Капельмейстер взмахнул смычком несколько раз; оглушительно дернул тощий и громкий оркестр какую-то польку. Капельмейстер, помахав такта три-четыре, сам присоединил свою визгливую скрипку к общему хору. Пары завертелись, оркестр гремел.
– Пойдем, Сеня, – сказал я. – Тоска… Поедем домой, напьемся чаю и поболтаем о хорошем.
– О хорошем? – спросил он с улыбкою. – Ну ладно, поедем.
Мы стали проталкиваться к выходу. Вдруг Гельфрейх остановился.
– Смотри, – сказал он, – Бессонов…
Я оглянулся и увидел Бессонова. Он сидел за мраморным столиком, на котором стояла бутылка вина, рюмки и еще что-то такое. Низко нагнувшись, с блестящими глазами, он оживленно шептал что-то сидевшей за тем же столом женщине в черном шелковом платье, лица которой нам не было видно. Я заметил только ее стройную фигуру, тонкие руки и шею и черные волосы, гладко зачесанные с затылка вверх.
– Благодари судьбу, – сказал мне Гельфрейх. – Ты знаешь ли, кто эта особа? Радуйся, это она, твоя Шарлотта Корде.
– Она? Здесь?
V
Бессонов, держа в руке рюмку с вином, поднял на меня свои оживившиеся и покрасневшие глаза, и на лице его ясно выразилось неудовольствие.
Он встал с места и подошел к нам.
– Вы здесь? Какими судьбами?
– Приехали посмотреть на вас, – ответил я, улыбаясь. – И я не жалею, потому что…
Он поймал мой взор, скользнувший по его подруге, и резко перебил меня:
– Не надейтесь… Этот Гельфрейх уже сказал вам… Но из этого ничего не выйдет. Я не допущу. Я увезу ее…
И, быстро подойдя к ней, он громко сказал:
– Надежда Николаевна, поедемте отсюда.
Она повернула голову, и я увидел в первый раз ее удивленное лицо.

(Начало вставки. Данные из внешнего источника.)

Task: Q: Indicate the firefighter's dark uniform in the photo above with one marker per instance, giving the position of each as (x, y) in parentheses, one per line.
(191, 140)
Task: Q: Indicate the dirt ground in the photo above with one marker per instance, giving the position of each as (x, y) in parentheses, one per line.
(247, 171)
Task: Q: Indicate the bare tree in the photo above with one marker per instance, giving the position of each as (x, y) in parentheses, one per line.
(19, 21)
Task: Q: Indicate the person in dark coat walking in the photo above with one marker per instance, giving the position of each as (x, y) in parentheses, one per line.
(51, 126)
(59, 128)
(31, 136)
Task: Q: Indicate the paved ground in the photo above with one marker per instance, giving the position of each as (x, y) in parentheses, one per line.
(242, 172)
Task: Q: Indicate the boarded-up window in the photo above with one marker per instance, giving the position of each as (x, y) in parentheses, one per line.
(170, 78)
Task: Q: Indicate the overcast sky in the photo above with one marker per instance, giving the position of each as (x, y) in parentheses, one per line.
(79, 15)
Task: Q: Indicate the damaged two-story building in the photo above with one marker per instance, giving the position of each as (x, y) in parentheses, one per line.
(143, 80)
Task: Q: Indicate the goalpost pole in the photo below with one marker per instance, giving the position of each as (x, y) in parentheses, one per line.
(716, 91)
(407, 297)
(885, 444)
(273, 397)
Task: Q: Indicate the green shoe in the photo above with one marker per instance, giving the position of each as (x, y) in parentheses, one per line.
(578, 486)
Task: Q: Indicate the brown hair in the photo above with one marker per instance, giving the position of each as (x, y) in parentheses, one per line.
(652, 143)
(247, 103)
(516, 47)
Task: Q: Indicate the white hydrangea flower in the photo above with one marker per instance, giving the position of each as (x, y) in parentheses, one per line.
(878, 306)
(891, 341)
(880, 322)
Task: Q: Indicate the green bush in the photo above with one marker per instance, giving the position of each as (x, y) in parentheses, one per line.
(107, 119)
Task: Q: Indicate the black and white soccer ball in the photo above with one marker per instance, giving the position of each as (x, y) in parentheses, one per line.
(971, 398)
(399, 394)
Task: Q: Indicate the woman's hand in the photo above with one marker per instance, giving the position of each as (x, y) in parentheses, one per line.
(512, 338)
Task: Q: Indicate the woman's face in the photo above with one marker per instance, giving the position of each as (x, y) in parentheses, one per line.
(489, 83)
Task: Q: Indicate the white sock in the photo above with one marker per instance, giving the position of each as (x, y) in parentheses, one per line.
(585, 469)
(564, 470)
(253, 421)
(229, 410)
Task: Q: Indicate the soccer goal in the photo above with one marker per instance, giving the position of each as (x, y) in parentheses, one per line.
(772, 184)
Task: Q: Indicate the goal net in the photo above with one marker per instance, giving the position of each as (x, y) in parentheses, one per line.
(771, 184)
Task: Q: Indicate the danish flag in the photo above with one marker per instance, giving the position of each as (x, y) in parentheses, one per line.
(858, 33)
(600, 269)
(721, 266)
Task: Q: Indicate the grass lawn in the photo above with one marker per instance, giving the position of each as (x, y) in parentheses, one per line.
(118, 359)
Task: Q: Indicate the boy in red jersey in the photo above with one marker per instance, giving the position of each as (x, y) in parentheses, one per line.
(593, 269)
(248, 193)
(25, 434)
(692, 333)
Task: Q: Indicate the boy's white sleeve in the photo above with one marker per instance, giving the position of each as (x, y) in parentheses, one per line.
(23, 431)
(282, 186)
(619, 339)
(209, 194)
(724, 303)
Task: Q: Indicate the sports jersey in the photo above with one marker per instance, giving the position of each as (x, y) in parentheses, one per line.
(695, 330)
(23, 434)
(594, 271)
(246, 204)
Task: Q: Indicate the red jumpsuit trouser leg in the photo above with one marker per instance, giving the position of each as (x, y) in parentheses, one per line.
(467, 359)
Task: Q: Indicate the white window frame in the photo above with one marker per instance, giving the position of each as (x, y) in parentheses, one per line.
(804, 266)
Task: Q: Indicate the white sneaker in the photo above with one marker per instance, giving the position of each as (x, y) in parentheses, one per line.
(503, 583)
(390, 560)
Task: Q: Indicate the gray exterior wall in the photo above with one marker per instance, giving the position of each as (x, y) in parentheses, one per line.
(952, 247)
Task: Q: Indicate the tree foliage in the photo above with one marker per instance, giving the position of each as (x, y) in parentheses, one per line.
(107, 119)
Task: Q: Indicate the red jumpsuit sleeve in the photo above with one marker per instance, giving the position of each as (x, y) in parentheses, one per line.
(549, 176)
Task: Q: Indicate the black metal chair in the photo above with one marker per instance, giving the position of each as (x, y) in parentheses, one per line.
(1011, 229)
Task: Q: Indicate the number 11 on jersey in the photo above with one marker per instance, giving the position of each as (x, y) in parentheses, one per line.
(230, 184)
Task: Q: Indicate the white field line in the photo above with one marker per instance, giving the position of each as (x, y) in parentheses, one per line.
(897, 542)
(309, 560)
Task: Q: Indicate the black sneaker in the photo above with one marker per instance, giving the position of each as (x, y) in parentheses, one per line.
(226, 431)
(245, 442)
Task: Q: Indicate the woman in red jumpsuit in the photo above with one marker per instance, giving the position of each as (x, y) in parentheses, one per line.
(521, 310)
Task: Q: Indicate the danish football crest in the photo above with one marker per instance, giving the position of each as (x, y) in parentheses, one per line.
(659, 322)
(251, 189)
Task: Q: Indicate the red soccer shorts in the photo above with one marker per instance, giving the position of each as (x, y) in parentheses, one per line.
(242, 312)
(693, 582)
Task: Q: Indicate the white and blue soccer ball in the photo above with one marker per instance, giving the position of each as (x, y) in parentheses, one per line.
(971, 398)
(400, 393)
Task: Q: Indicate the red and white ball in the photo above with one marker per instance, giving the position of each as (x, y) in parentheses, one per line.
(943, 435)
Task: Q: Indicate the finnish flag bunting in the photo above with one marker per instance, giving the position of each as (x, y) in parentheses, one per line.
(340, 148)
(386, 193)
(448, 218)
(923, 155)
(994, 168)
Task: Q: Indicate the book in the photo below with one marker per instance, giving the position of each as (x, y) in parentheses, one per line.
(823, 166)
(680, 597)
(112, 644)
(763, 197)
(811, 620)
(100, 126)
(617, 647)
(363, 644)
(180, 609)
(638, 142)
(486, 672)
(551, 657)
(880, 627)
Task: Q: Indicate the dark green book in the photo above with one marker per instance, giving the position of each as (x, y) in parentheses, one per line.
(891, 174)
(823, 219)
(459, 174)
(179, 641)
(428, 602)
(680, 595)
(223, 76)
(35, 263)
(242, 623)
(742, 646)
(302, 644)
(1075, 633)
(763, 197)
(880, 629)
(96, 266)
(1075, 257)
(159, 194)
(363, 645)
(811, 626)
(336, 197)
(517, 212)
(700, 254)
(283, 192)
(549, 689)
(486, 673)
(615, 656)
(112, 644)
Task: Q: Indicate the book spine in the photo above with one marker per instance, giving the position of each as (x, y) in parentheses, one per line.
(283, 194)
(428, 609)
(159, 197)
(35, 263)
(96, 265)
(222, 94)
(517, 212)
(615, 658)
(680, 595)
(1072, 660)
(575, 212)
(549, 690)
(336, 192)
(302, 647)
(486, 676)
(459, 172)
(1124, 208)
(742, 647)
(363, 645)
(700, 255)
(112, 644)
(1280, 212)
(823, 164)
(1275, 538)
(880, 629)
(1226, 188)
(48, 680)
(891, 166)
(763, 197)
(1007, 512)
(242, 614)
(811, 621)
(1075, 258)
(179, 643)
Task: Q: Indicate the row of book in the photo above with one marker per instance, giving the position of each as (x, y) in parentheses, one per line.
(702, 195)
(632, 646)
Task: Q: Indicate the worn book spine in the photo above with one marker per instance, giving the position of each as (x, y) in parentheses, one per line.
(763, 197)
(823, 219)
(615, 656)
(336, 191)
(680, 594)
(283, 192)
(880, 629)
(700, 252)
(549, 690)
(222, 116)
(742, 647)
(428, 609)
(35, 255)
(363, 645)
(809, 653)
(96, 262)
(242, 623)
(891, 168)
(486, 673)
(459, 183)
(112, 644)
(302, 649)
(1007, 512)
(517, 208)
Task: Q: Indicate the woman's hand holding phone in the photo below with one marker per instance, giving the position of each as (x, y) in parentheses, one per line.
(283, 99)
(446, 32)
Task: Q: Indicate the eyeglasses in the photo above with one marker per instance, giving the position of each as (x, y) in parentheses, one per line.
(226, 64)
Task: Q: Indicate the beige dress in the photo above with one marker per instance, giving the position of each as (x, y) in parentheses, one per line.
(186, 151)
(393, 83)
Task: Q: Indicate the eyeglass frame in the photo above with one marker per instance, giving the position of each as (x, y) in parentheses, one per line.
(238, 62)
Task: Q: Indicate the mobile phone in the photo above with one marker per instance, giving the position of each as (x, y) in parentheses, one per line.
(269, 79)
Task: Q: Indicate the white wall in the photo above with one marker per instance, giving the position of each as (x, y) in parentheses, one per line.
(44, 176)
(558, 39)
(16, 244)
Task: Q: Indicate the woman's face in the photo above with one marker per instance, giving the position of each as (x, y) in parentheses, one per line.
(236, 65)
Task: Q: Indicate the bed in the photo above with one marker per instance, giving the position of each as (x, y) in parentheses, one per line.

Да, я увидел ее в первый раз в этом вертепе. Она сидела здесь с этим человеком, иногда спускавшимся из своей эгоистической деятельной и высокомерной жизни до разгула; она сидела за опорожненной бутылкой вина; глаза ее были немного красны, бледное лицо измято, костюм небрежен и резок. Вокруг нас теснилась толпа праздношатающихся гуляк, купцов, отчаявшихся в возможности жить не напиваясь, несчастных приказчиков, проводящих жизнь за прилавками и отводящих свою убогую душу только в таких притонах, падших женщин и девушек, только-только прикоснувшихся губами к гнусной чаше, разных модисток, магазинных девочек… Я видел, что она уже падает в ту бездну, о которой говорил мне Бессонов, если уже совсем не упала туда.
– Поедем же, поедем, Надежда Николаевна! – торопил Бессонов.
Она встала и, смотря на него с удивлением, спросила:
– Зачем? Куда?
– Я не хочу оставаться здесь…
– И можете ехать… Это, кажется, ваш знакомый и Гельфрейх?